[PLUG] HELP! Totally hosed my laptop! X won't start!

John Jason Jordan johnxj at comcast.net
Thu Jun 1 14:50:14 UTC 2006


On Wed, 31 May 2006 22:29:58 -0700
"Michael M." <nixlists at writemoore.net> dijo:

> > So now I'm gonna reinstall them from the same instructions. :)

> Huh ... I wonder if it has something to do with the "...64" part? 

I'm pretty sure that's it. Stuff not quite ready for 64-bit. 

Sadly, after my last response I tried to reinstall the Nvidia driver. No go. The instructions that I bookmarked from last time appeared to work, but when I rebooted I got the same "X won't start" problem. Had to edit xorg.conf with nano again to get the open source driver back. The open source driver works just fine for everything else -- I need it only for playing DVDs. And, having done all the 230 updates that started me on the current problem, I tried playing DVDs with the open source driver again, but same problems as before. Totem launches and then just disappears. So now I have to go figure out how to reinstall the Nvidia driver. But that is not a critical problem, so it can wait until after finals. No time right now to watch movies anyway.

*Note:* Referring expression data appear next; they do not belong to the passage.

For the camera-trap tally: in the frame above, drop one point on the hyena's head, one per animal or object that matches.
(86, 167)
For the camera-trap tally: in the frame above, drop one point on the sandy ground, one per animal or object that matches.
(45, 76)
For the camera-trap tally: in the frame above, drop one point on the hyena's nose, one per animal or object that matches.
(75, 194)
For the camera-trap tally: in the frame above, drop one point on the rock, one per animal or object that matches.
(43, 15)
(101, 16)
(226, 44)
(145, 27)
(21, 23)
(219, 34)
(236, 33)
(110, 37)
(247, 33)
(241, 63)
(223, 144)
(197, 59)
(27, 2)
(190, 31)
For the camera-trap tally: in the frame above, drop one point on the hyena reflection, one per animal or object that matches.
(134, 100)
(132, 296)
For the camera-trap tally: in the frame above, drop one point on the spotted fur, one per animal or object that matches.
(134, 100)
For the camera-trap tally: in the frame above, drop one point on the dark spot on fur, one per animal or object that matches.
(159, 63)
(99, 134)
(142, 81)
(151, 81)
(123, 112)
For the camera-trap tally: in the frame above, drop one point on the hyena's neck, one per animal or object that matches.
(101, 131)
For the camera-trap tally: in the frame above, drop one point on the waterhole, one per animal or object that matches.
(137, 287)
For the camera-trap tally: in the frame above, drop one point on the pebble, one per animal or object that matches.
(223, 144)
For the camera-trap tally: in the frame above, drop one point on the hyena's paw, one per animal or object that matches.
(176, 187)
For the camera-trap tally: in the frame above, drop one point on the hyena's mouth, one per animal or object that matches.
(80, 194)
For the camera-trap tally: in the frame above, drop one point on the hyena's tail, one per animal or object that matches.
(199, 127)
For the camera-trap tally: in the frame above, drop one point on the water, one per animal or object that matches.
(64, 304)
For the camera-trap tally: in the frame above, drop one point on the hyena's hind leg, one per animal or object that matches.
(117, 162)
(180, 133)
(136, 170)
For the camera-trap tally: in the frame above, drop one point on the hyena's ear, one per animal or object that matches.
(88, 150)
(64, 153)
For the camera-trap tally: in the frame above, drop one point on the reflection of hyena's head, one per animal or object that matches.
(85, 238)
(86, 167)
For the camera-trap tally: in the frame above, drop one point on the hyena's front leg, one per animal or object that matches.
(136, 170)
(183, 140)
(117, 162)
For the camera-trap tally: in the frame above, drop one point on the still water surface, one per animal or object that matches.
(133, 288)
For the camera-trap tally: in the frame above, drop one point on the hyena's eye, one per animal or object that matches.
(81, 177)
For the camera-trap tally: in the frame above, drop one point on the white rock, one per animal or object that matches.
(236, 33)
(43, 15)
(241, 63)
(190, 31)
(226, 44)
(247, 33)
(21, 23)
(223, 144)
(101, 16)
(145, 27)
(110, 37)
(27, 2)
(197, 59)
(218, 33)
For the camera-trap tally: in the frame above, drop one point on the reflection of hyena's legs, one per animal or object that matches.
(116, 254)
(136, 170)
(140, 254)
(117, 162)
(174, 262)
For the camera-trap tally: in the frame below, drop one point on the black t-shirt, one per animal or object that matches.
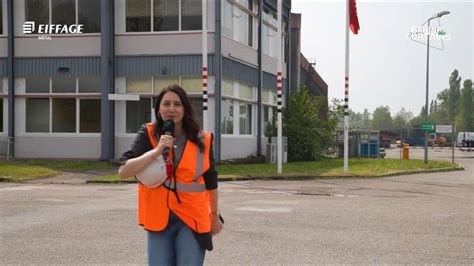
(142, 144)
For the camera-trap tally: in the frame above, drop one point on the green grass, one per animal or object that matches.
(73, 165)
(324, 168)
(332, 167)
(17, 172)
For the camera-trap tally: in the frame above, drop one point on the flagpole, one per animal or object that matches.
(346, 96)
(204, 65)
(279, 91)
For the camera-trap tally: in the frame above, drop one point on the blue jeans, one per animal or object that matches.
(176, 245)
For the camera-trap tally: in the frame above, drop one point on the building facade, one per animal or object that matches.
(84, 95)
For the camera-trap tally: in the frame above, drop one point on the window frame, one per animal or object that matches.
(152, 30)
(78, 96)
(235, 35)
(237, 100)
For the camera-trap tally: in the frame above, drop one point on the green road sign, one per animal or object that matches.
(427, 127)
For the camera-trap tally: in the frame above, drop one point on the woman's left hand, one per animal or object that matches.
(216, 224)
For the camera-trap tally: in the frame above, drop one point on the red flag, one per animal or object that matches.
(353, 19)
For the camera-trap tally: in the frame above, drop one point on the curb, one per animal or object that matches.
(302, 178)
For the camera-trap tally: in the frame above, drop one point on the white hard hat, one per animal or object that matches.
(154, 174)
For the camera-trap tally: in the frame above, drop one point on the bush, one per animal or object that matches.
(309, 130)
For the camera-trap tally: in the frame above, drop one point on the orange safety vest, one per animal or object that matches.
(193, 209)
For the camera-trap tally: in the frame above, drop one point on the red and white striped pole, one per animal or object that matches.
(346, 96)
(279, 91)
(204, 66)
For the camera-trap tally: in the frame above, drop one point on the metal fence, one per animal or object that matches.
(389, 144)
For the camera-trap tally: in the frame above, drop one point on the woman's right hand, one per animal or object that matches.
(164, 142)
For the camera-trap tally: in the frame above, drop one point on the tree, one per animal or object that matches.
(465, 119)
(402, 118)
(382, 119)
(449, 98)
(309, 130)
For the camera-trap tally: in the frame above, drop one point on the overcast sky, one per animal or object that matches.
(386, 68)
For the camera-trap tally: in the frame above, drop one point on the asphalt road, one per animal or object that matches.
(418, 219)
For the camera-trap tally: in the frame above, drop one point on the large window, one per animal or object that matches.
(238, 20)
(64, 85)
(227, 117)
(138, 15)
(37, 115)
(191, 13)
(245, 119)
(269, 33)
(37, 11)
(89, 85)
(58, 112)
(239, 103)
(37, 85)
(64, 115)
(89, 15)
(163, 82)
(165, 15)
(1, 114)
(64, 12)
(140, 112)
(138, 85)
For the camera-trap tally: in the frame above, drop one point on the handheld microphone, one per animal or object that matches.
(168, 129)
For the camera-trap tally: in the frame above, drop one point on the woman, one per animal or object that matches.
(182, 213)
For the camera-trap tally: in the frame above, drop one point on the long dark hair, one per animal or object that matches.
(190, 121)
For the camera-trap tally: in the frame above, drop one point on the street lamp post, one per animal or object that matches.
(437, 15)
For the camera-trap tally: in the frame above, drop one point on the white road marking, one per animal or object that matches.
(270, 209)
(20, 188)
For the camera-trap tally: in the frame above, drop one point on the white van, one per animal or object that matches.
(465, 139)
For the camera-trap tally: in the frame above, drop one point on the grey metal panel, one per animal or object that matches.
(238, 71)
(3, 67)
(78, 66)
(162, 65)
(269, 80)
(272, 4)
(314, 89)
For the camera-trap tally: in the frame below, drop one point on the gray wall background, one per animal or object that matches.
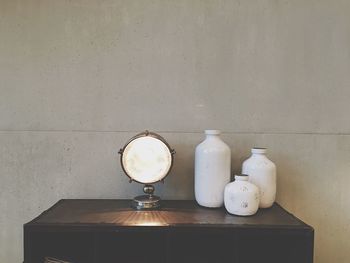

> I'm curious about what advantages you get from running the 64-bit 
> version.  From what I've read, I thought the advantages over 32-bit were 
> limited to mathematical calculations and that it wasn't worth the hassle 
> if you aren't doing a lot of 64-bit calculating.  (Well, that and being 
> able to address way more RAM than I have.)  Are there other benefits 
> that I don't know about, or is it that you're doing these kinds of 
> calculations?

Actually, from everything I have read, it does run generally a little faster than the 32-bit version, although I suspect the difference is pretty trivial. My first reason is because this is my first venture into Linux and I wanted a baptism by fire. Best way to learn software is just doing it, making mistakes, and figuring out how to fix them. Sometimes it's painful, but that way you don't forget the lesson. It's been only a year for me, but I already have a pretty impressive collection of scars.

My second need is to use this computer for my class work in linguistics at PSU. But so far that only requires a GUI word processor with all the bells and whistles. OpenOffice.or 2.0 fills that bill, although there are occasional font issues -- it can't use OTF fonts, but that's also true of the 32-bit Linux version. If I couldn't run OO.org in 64-bit Linux I would be forced to use 32-bit. But since OO.o does run in 64-bit Linux, then running 64-bit helps with my goal of learning Linux. 

There may come a problem this fall when I will need to run Treeform (http://www.ece.ubc.ca/~donaldd/treeform.htm) for drawing syntax trees. I can do syntax trees in OO.o, but it's tedious. Treeform is written in Java, and it is supposed to run on Linux. I "installed" it, but can't figure out how to launch it. No documentation, of course. Most people use Visio on Windows for syntax trees. I tried Kivio, supposedly the Linux equivalent, but it's nowhere near the "equivalent." You can't create your own templates even. I could run Visio under Wine or something, but I don't want MS stuff if I can avoid it. Besides, you can't run Wine in 64-bit yet either.

I noticed on the Ubuntu forums that the release of Dapper Drake is imminent. I've been reading the comments from users of the 64-bit beta, and it looks like it will solve a lot of the above problems.